Coverage of the festival is proof of how weak the local press really is. The Daily Union ran a fine investigation into the festival’s bad showing in Edgerton, and gave Jefferson a forewarning of the debacle that was to come. The DU even reported on this year’s mess, until someone apparently got cold feet and coverage shifted into overdrive in support of city officials and promoters who were behind it all.

Indeed, the paper has already implicitly admitted how much influence advertisers have over news coverage:

At the Daily Union, in a print editorial for Friday 1.12.18 (“It’s a brave new world for Daily Union staffers”) one reads that “[i]t’s a brave new world for some of us old J-School grads weaned on the axiom that ‘the advertising department makes the money, the news department spends the money … and ne’er the twain shall meet.’ ”

Once Again, Praise Deserved. Ramona Flanigan, Edgerton City Administrator, passed on this event after two years (that’s why it  landed in Jefferson). A few months months ago, I wrote about that decision:

Note to Edgerton: You need to consider a promotion for Flanigan. She’s served you well. I’m not up on all the titles available in your city, but if baroness or duchess is untaken, I’d say that’s a start. Good sense deserves a good reward.

These months later, Ms. Flanigan’s decision looks better than ever. Honest to goodness, she must be like Isaac Newton compared to local officials in Jefferson. She’s perhaps even approaching Bugs-Bunny level insight (and no one – no one – is smarter than Bugs).

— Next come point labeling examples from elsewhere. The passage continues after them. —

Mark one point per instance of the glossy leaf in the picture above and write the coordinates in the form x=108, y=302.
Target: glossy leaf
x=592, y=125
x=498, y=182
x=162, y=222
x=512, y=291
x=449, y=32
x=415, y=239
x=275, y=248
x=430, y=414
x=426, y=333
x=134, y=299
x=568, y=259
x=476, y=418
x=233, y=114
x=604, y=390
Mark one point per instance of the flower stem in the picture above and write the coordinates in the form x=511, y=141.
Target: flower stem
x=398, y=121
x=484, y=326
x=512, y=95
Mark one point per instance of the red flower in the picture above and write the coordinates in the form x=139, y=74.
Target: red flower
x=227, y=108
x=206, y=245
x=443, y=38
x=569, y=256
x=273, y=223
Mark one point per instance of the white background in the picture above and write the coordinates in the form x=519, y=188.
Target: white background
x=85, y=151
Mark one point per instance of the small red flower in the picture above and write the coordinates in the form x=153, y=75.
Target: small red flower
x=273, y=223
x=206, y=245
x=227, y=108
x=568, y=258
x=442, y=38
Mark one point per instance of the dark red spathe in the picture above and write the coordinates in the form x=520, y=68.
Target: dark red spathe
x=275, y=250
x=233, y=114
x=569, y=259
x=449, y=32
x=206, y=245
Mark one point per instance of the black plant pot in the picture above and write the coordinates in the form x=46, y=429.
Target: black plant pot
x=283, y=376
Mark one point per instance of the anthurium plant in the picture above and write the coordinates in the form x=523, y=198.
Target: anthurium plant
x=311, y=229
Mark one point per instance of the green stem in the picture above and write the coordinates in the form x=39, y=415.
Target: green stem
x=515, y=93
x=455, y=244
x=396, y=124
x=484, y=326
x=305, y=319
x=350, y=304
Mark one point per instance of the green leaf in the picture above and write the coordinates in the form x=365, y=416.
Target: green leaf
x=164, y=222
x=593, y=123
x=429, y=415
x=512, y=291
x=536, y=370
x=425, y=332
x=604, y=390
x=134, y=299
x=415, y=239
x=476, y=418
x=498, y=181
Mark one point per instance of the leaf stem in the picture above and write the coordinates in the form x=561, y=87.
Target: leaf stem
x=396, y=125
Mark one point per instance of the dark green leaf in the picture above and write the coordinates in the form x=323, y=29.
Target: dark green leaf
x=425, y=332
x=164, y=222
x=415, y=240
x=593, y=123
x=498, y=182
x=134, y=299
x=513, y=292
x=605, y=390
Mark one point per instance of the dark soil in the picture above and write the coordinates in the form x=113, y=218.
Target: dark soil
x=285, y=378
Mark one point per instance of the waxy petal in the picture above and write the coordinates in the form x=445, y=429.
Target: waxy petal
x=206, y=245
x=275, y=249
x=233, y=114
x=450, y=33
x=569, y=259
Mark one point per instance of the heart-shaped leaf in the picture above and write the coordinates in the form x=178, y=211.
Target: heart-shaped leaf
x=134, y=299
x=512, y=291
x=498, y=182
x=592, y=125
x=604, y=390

Ramona Flanigan really does restore one’s hope that good decisions are possible at the local level.

Why Would Whitewater’s Town Blogger Mention a Jefferson, Wisconsin Event? One needs to mention all this because it’s important to draw the line against other towns’ bad ideas. See A Bit More on Examples.

It’s wrong that a few in Jefferson care so little for their own people; no one should settle.

I’d argue against a bad idea like this in Whitewater, unrelentingly, until the cows came home.

Whitewater deserves – and always will deserve – better.